Credit Suisse Wins Bid to Keep Fraud Report Secret
Credit Suisse Group AG won a bid to stall the release of a report into how it failed to prevent fraud and money laundering by one of its former star bankers, Patrice Lescaudron.
A Geneva appeals court issued a suspension order late last
month to temporarily keep the two-year-old report by Switzerland’s financial
regulator under wraps, the cantonal prosecutor’s office said, declining to give
more information.
The move comes as the death of Lescaudron, who killed
himself in July, refocuses the spotlight on a criminal probe against Credit
Suisse. The order gives judges time to decide whether Geneva prosecutor Yves
Bertossa -- who’s investigating whether the lender is criminally responsible
for failing to stop Lescaudron -- can share the report with the rogue banker’s
Russian and Georgian clients.
It’s the latest round in a legal battle that’s played out
since Lescaudron was arrested in 2015 and subsequently convicted in 2018. His
customers, some of whom lost tens of millions of Swiss francs, have argued that
the bank should also bear some responsibility for his fraud and have been
pushing for access to Finma’s 270-plus-page report.

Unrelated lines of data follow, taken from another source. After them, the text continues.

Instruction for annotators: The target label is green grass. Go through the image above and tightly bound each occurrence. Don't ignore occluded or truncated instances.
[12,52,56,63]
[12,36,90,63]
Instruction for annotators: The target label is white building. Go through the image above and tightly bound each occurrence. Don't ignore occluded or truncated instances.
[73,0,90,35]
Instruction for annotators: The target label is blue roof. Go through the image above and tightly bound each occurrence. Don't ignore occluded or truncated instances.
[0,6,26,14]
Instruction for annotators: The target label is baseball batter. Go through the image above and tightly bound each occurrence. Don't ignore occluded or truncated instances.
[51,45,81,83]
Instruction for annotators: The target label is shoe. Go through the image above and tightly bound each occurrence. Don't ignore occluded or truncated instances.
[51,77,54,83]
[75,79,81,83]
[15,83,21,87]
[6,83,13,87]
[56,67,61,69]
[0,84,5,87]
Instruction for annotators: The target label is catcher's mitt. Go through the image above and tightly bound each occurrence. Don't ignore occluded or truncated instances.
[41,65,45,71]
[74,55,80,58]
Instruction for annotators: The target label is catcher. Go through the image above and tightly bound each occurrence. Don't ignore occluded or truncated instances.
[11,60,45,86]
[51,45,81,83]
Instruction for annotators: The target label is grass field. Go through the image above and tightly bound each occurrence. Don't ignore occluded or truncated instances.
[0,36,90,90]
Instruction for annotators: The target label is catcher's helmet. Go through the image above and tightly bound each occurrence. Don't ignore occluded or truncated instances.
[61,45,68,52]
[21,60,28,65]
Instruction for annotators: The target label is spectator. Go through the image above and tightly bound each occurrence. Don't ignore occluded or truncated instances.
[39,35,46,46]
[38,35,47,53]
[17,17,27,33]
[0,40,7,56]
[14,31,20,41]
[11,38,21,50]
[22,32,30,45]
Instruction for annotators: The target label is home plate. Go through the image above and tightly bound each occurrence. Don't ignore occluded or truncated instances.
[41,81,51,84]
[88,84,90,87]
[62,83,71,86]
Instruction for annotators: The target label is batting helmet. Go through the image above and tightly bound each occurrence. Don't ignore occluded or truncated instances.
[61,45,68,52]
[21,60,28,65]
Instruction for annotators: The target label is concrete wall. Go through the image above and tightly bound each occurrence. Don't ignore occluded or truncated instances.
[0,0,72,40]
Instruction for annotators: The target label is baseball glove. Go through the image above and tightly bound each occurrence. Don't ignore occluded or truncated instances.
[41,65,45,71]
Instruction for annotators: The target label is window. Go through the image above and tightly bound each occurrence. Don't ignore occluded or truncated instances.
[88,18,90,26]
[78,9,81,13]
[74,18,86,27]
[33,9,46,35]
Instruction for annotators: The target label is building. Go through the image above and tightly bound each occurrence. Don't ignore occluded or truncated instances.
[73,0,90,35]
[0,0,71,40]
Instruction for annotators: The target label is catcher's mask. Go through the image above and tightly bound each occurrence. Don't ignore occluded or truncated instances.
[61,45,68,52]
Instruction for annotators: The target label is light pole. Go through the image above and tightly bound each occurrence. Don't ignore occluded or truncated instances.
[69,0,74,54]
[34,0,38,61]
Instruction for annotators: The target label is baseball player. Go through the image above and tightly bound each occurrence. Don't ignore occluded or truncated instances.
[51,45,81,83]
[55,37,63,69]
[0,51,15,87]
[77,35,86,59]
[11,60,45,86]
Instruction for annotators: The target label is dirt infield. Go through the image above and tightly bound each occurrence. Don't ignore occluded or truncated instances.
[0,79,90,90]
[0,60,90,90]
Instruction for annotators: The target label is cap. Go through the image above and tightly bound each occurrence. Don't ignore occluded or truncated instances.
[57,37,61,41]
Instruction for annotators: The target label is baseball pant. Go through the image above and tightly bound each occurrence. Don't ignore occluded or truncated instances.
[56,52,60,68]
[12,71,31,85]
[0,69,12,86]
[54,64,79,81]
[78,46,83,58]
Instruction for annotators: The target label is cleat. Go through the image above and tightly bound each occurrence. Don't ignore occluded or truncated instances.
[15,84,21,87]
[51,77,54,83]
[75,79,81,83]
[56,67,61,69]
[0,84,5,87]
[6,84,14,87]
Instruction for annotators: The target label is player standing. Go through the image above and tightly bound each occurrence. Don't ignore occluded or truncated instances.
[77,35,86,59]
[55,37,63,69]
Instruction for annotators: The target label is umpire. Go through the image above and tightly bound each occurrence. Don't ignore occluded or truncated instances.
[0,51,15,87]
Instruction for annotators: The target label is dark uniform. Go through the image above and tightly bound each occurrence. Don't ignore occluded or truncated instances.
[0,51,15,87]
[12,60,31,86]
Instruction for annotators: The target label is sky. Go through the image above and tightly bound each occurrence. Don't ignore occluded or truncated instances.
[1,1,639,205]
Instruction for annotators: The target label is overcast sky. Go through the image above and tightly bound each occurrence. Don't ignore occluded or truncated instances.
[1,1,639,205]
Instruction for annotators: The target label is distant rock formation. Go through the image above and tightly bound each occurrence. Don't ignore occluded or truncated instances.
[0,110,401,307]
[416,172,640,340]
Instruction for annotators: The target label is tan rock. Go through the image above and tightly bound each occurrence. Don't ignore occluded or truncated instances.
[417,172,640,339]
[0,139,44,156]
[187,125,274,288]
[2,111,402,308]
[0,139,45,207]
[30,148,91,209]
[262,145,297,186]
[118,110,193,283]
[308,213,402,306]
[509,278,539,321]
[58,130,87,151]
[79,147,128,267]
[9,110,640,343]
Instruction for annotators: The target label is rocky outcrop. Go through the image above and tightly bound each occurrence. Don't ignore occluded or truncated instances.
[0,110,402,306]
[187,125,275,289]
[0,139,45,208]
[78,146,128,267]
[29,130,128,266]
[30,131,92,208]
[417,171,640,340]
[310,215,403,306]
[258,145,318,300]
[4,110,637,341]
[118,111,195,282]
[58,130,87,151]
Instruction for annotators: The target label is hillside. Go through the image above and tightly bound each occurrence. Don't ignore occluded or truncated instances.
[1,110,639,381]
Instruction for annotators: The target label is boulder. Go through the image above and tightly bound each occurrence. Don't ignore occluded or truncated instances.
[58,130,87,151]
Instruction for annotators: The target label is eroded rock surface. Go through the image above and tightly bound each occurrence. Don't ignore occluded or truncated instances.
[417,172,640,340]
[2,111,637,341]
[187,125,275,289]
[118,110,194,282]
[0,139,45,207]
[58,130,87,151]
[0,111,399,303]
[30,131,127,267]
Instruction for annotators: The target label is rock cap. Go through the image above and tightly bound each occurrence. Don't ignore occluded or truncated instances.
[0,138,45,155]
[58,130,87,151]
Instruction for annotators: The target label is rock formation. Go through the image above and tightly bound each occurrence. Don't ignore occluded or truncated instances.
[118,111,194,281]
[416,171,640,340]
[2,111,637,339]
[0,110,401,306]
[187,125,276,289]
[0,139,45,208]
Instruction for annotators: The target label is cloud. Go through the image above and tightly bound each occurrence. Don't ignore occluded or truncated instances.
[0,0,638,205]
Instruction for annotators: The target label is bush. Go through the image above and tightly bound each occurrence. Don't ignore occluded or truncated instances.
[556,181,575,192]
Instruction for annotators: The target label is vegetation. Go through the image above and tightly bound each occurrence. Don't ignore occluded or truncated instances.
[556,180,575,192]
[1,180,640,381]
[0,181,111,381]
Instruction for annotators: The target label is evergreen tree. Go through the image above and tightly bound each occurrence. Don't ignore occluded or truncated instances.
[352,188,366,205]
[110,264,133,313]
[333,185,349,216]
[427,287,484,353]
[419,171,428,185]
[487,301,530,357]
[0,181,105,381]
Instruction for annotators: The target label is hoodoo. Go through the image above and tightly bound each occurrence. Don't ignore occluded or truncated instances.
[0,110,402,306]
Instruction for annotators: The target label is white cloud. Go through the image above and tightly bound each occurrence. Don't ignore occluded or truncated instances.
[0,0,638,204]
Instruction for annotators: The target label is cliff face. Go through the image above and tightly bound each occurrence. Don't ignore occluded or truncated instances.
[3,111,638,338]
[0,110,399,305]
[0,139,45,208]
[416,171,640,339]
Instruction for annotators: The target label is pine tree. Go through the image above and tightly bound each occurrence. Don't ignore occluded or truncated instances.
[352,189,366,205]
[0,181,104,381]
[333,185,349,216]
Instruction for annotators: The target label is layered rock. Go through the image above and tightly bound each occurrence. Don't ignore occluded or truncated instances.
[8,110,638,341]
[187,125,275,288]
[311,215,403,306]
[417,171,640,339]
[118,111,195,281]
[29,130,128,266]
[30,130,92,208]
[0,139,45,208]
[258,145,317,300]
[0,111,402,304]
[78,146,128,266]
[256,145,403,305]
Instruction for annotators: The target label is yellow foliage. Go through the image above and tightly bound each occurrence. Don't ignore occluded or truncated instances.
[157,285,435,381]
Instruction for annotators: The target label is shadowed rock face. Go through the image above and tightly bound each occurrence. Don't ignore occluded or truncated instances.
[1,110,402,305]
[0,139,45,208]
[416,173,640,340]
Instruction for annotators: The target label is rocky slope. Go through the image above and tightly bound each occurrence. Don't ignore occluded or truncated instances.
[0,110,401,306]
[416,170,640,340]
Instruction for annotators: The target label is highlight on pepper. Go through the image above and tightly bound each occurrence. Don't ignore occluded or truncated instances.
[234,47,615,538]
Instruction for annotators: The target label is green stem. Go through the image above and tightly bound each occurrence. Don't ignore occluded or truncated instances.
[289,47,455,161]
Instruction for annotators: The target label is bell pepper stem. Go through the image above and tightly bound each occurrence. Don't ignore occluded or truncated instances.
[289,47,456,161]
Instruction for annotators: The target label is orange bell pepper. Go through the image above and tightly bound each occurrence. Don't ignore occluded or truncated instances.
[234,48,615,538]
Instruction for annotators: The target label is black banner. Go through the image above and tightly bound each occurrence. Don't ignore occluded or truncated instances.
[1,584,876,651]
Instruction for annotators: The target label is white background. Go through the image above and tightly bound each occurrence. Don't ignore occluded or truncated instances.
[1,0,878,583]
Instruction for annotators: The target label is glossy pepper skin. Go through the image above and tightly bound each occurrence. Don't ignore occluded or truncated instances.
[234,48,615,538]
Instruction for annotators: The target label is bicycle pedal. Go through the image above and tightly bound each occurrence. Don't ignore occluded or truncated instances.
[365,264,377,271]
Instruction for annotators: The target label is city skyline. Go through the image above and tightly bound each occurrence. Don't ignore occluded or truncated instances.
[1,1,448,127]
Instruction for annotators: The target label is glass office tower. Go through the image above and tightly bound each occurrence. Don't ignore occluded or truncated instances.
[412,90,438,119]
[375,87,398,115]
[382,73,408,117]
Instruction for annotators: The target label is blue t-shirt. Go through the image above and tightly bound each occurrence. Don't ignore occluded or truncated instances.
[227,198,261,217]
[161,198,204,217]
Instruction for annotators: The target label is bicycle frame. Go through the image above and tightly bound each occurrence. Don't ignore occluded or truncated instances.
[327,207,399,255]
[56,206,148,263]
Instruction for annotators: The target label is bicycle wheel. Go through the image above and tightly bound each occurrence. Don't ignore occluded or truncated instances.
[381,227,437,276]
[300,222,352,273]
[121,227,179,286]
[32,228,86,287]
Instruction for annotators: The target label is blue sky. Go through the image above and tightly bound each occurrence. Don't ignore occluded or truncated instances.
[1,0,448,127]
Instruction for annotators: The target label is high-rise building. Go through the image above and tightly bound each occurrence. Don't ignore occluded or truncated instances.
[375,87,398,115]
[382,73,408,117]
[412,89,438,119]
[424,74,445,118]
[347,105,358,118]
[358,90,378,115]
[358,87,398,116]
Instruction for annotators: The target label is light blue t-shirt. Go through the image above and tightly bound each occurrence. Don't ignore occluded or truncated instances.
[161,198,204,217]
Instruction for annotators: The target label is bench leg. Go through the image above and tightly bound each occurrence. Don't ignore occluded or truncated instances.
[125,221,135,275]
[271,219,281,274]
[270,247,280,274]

While it’s known that Finma scolded the bank in 2018 for
praising Lescaudron when it should’ve been taken acition against him, a press
release at the time merely summarized the report’s conclusion.
“Instead of disciplining the client manager promptly and
proportionately, the bank rewarded him with high payments and positive employee
assessments,” Finma said in the release, calling the oversight of Lescaudron
“inadequate.”
Lone Wolf
If Credit Suisse is ultimately found guilty under Swiss
corporate criminal statutes, it risks a penalty of 5 million Swiss francs ($5.4
million). A conviction could also enable clients to pursue compensation for
their losses as part of the criminal proceedings.
Credit Suisse has consistently countered that Lescaudron was
a lone wolf and his former boss testified at his trial that he simply didn’t
know how the bank’s compliance protocols didn’t catch his subterfuge.
The bank said in a statement that it “can only reiterate
that Finma’s investigation did not reveal any facts that support the criminal
complaints against Credit Suisse.” A spokesman declined to comment on the
suspension order.
Lawyers and spokespeople for three of the clients declined
to comment.
Lescaudron’s suicide ended a tumultuous decade for the once
high-flying banker. He had joined the Swiss company in 2004 from outside the
banking world. But as a Russian speaker, quickly found himself managing more
than a billion dollars for some of the bank’s biggest clients in the region.
Faking Trades
Details of one of the biggest financial crimes in Swiss
history emerged at his trial. In around 2008, he began to run into heavy losses
on behalf of his clients. But rather than telling colleagues, he doubled down,
forging signatures and faking trades to try to buy time to recover from those
losses. The scheme went undetected for more than seven years until a massive
bet on a single drug stock in the U.S. in 2015 went badly wrong and exposed his
fraud.
While the latest legal wrangling means Lescaudron’s clients
can’t see the report, the bank lost a separate appeal at the Swiss Supreme
Court in June seeking to prevent prosecutors from accessing it. Business
secrecy “cannot take precedence over the search for the truth,” the top court
ruled.
That means Bertossa can continue to use the document for his
investigation. He had proposed in August to allow the clients a right to read
the report at the Geneva prosecutor’s office, without receiving physical copies.
The proposal was designed as a concession to the bank but
Credit Suisse filed to suspend his plan.